A ello contribuye la música preparada por Agustí Izquierdo, un piano recompuesto para crear una atmósfera en la que todo parece tensarse, golpear, no encajar y rebotar de un lado al otro del escenario. La imagen podría ser como la de estar manipulando una materia viva, por mucho que los gestos rítmicos ejecutados por los actores apunten hacia otra dirección. Quizá hacia algo familiar continuamente sometido a un proceso de extrañamiento. Los observamos, más bien detenidamente, y acompañamos cada uno de esos gestos con, probablemente, la misma pausa con la que se contempla la obra de un museo. Lo familiar, por tanto, se vuelve frío. En especial, cuando los cuerpos dejan de referirse a algo conocido para proyectar movimientos, gestos o expresiones que apelan a otra cosa. Incluso, cuando más involuntariamente cómicas pueden resultarnos. Les vemos, pero empezamos a distinguir algo diferente. Podríamos llamarlo envejecer, ya que los movimientos son fluidos en su torpeza o en su falta de entrenamiento profesional; lo costumbrista se ve raro y todo lo poético que puede dar de sí la pieza, digamos, se tiñe de una curiosidad. Les miramos con ojos de antropólogos, proyectando también nosotros un envejecer que llegará. Nos parecen más piezas de una exposición que un grupo de personas que se mueven libremente por el escenario. Y eso, tal vez, también condiciona nuestra forma de juzgarlos. Vemos antes pies, manos, brazos, cabezas, giros, torsiones antes que acciones que pongan de relieve un cariz moral. La descomposición y recomposición de esos cuerpos, de esos gestos, que ponen de manifiesto una condición de la vida humana. 

Con todo, hay algo en la pieza (una fuerza interior) que convierte en plástico ese desfile de movimientos y cuerpos organizados con precisión. Plástico y, también, psicológico.

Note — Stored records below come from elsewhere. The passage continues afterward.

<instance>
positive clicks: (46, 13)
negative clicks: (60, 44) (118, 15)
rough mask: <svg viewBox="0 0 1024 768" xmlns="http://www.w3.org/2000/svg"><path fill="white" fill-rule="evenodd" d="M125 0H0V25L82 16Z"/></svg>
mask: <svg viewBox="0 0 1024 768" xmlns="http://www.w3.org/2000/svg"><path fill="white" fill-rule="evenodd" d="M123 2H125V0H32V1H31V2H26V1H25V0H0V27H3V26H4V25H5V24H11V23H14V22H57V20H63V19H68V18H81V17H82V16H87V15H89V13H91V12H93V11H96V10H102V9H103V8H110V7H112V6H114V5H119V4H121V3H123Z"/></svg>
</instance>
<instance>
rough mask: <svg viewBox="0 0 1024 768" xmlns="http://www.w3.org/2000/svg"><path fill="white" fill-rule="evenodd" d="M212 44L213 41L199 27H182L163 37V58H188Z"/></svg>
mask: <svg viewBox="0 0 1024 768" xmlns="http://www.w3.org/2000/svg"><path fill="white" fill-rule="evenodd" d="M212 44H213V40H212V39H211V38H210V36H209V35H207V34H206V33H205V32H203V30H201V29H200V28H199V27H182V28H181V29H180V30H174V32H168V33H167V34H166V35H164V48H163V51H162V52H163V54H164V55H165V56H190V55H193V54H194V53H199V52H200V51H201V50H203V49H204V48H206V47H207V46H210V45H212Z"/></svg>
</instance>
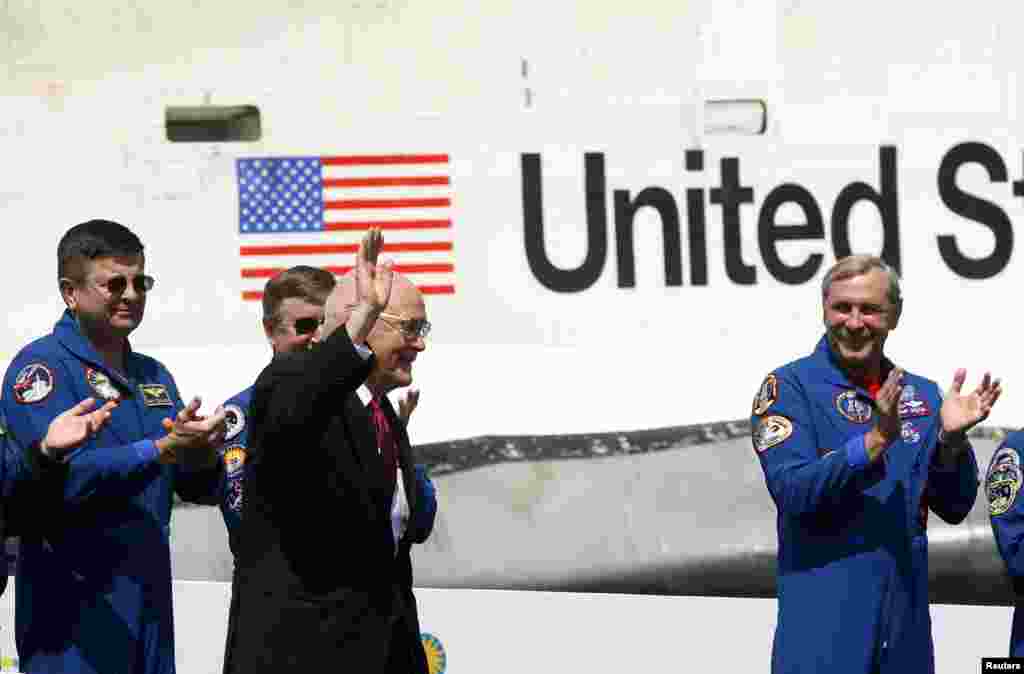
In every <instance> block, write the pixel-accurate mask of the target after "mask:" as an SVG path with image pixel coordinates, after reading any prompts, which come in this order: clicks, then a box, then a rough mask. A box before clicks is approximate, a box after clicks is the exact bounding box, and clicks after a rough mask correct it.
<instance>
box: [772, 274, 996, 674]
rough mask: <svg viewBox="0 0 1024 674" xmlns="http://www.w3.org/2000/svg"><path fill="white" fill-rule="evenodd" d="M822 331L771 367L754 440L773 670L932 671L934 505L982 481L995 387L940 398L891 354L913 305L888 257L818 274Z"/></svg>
mask: <svg viewBox="0 0 1024 674" xmlns="http://www.w3.org/2000/svg"><path fill="white" fill-rule="evenodd" d="M822 303H823V311H824V324H825V335H824V336H823V337H822V338H821V340H820V341H819V342H818V345H817V347H816V348H815V350H814V352H813V353H811V354H810V355H808V356H806V357H803V359H801V360H799V361H796V362H794V363H791V364H788V365H785V366H783V367H781V368H779V369H777V370H775V371H774V372H773V373H771V374H770V375H768V377H767V378H766V379H765V380H764V382H763V383H762V385H761V388H760V390H759V391H758V393H757V395H756V397H755V399H754V410H753V416H752V425H753V428H754V431H753V441H754V449H755V450H756V452H757V456H758V459H759V460H760V462H761V467H762V469H763V470H764V474H765V481H766V482H767V486H768V491H769V492H770V493H771V496H772V499H773V500H774V502H775V505H776V508H777V510H778V517H777V532H778V570H777V592H778V622H777V626H776V629H775V640H774V645H773V648H772V672H773V674H783V673H784V674H797V673H800V674H803V673H807V674H810V673H812V672H825V671H827V672H830V673H833V674H870V673H874V672H881V673H888V672H922V673H924V674H929V673H931V672H933V671H934V655H933V646H932V634H931V618H930V614H929V607H928V539H927V535H926V532H927V526H928V509H929V508H930V509H931V510H932V511H933V512H934V513H936V514H937V515H938V516H939V517H941V518H942V519H944V520H945V521H947V522H949V523H957V522H959V521H962V520H963V519H964V518H965V517H966V516H967V514H968V512H969V511H970V510H971V506H972V505H973V504H974V500H975V497H976V494H977V489H978V468H977V464H976V462H975V456H974V451H973V450H972V448H971V446H970V444H969V443H968V440H967V436H966V431H967V430H968V429H970V428H971V427H972V426H974V425H975V424H977V423H978V422H979V421H981V420H982V419H985V418H986V417H987V416H988V414H989V411H990V410H991V407H992V405H993V404H994V403H995V402H996V399H997V398H998V396H999V394H1000V391H1001V388H1000V386H999V382H998V380H996V381H994V382H993V381H992V380H991V377H990V376H989V375H988V374H986V375H985V376H984V378H983V379H982V382H981V384H980V385H979V386H978V388H977V389H976V390H975V391H973V392H972V393H969V394H963V393H961V388H962V387H963V385H964V381H965V378H966V372H965V371H963V370H957V371H956V373H955V375H954V377H953V382H952V386H951V388H950V389H949V391H948V392H947V393H946V395H945V398H944V399H943V397H942V395H941V393H940V391H939V387H938V386H937V385H936V384H935V382H933V381H931V380H928V379H925V378H924V377H919V376H916V375H911V374H909V373H904V372H903V371H902V370H900V369H899V368H897V367H895V366H894V365H893V364H892V363H891V362H890V361H889V360H888V359H887V357H886V356H885V355H884V354H883V347H884V345H885V342H886V338H887V337H888V335H889V332H890V331H891V330H893V329H895V328H896V326H897V323H898V321H899V318H900V312H901V309H902V301H901V294H900V287H899V279H898V277H897V276H896V273H895V272H894V271H893V270H892V269H891V268H890V267H889V266H888V265H887V264H886V263H885V262H884V261H882V260H881V259H879V258H877V257H870V256H862V255H858V256H852V257H847V258H845V259H843V260H841V261H839V262H838V263H837V264H836V265H835V266H834V267H833V268H831V269H830V270H829V271H828V273H827V275H826V276H825V278H824V281H823V284H822Z"/></svg>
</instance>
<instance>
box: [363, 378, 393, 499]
mask: <svg viewBox="0 0 1024 674" xmlns="http://www.w3.org/2000/svg"><path fill="white" fill-rule="evenodd" d="M370 407H371V409H372V410H373V412H374V426H376V427H377V447H379V448H380V451H381V458H382V459H383V460H384V477H385V478H386V479H387V483H388V486H390V488H391V492H394V486H395V471H396V470H397V468H398V445H397V443H395V439H394V433H392V432H391V424H390V423H388V420H387V415H385V414H384V409H383V408H381V403H380V401H379V399H377V398H376V397H374V398H373V399H371V401H370Z"/></svg>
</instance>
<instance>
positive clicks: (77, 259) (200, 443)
mask: <svg viewBox="0 0 1024 674" xmlns="http://www.w3.org/2000/svg"><path fill="white" fill-rule="evenodd" d="M57 282H58V288H59V291H60V296H61V298H62V299H63V301H65V304H66V305H67V309H66V310H65V312H63V315H62V317H61V318H60V319H59V321H57V323H56V325H55V326H54V328H53V331H52V333H50V334H49V335H47V336H45V337H41V338H39V339H36V340H35V341H33V342H31V343H30V344H28V345H27V346H25V347H24V348H23V349H22V350H20V351H19V352H18V353H17V354H16V355H15V357H14V360H13V362H12V363H11V365H10V367H9V368H8V370H7V373H6V375H5V377H4V381H3V398H2V401H0V406H2V411H3V414H4V417H5V418H6V421H7V424H8V428H9V430H10V432H11V433H12V434H13V435H14V436H15V437H17V438H18V440H20V441H22V443H23V444H26V445H32V444H34V443H36V441H38V440H39V439H40V438H42V437H43V436H44V434H45V432H46V428H47V427H48V425H49V424H50V423H51V422H52V420H53V419H54V417H56V416H57V415H58V414H59V413H60V412H62V411H63V410H66V409H67V408H69V407H70V406H71V405H72V404H73V403H74V402H75V401H79V399H81V398H83V397H85V396H86V395H92V396H96V397H97V398H100V399H103V401H106V402H111V401H116V402H117V406H116V407H115V408H114V409H113V411H112V412H111V418H110V420H109V421H108V423H106V424H104V425H103V427H102V428H101V429H100V430H99V432H98V433H96V434H95V435H93V436H92V437H90V438H88V439H87V440H86V441H85V443H83V444H82V445H80V446H79V447H77V448H75V449H74V450H72V451H71V452H68V453H67V454H66V455H65V456H63V458H62V459H61V461H62V463H63V466H62V479H60V480H59V481H58V482H56V488H55V489H53V490H52V493H48V494H47V496H46V498H45V503H43V505H42V506H41V511H43V512H45V516H43V515H42V514H41V515H40V517H38V518H37V525H36V526H33V528H32V529H31V530H30V531H27V532H23V536H22V537H20V540H19V544H18V557H17V573H16V576H15V584H16V593H15V623H16V625H15V639H14V641H15V644H16V646H17V652H18V661H19V665H20V667H22V670H23V671H24V672H26V673H27V674H43V673H51V672H60V673H65V672H76V673H77V674H173V672H174V671H175V663H174V621H173V616H172V596H171V555H170V541H169V539H170V518H171V502H172V495H173V494H177V495H178V496H179V497H180V498H182V499H184V500H186V501H197V502H203V503H210V504H213V503H216V495H217V491H216V490H217V485H218V482H219V477H220V468H219V466H220V463H219V462H217V461H216V456H217V454H216V450H217V448H218V447H219V445H220V441H221V440H222V438H223V429H224V413H223V411H218V412H217V413H215V414H214V415H212V416H210V417H208V418H204V417H202V416H201V415H200V414H199V408H200V406H201V401H200V399H199V398H194V399H193V401H191V402H190V403H189V404H188V405H187V406H185V405H183V404H182V401H181V397H180V395H179V394H178V389H177V386H176V384H175V382H174V379H173V377H171V374H170V372H168V371H167V369H166V368H165V367H164V366H163V365H162V364H161V363H160V362H158V361H156V360H154V359H152V357H148V356H146V355H143V354H141V353H139V352H137V351H135V350H133V349H132V347H131V344H130V343H129V340H128V336H129V335H130V334H131V333H132V332H133V331H134V330H135V329H136V328H138V326H139V325H140V324H141V321H142V318H143V314H144V309H145V301H146V297H147V296H148V293H150V292H152V290H153V288H154V284H155V281H154V279H153V277H151V276H148V275H146V273H145V257H144V254H143V248H142V244H141V242H140V241H139V239H138V237H136V236H135V235H134V234H133V233H132V231H131V230H130V229H128V228H127V227H125V226H124V225H122V224H119V223H117V222H113V221H110V220H89V221H87V222H83V223H81V224H77V225H75V226H73V227H71V228H70V229H69V230H68V231H67V233H66V234H65V235H63V237H62V238H61V239H60V241H59V243H58V245H57ZM37 502H40V500H39V499H37Z"/></svg>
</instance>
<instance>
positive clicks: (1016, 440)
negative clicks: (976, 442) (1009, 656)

Hay algo hermoso en esa última imagen, con el cuerpo de la mujer ocupando el único espacio libre entre unas plantas perfectamente alineadas; rompiendo, a su manera, una pauta, un ritmo, una secuencia o serie. Y esto es algo que hace que me pregunte hasta qué punto es ese el objetivo de la pieza: liberar esa belleza escondida (puede ser) de una secuencia de gestos y ritmos más o menos mecánicos, para mostrarla tal como es en su quietud, en su silencio. Sin aspavientos ni otra clase de metáfora que la de su propia naturalidad. Un cuerpo tendido en el suelo del escenario, a merced de la mirada del público. En silencio. Nada más. Sobre la bellesa apuesta en todo momento por la reducción, por buscar una imagen lo más desnuda posible del envejecer; o, visto de otra forma, nos pregunta si en verdad hay una imagen lo más desnuda posible que exprese en qué consiste el proceso de envejecer. Más que una pieza, me parece que lo de Societat Doctor Alonso es un laboratorio; un inventario de gestos, músculos y articulaciones para dilucidar qué resuena en esos cuerpos viejos que se agitan, que palpitan y recorren de un lado al otro el escenario. Una pieza extraña, bonita a su manera, con la que Asencio y Aragay nos invitan a observar, escrutar y detenernos en esa belleza que aparece y desaparece, explota o se muestra con timidez, y que una y otra vez nos remite a lo humano. Desnudo. Transparente. Nada más.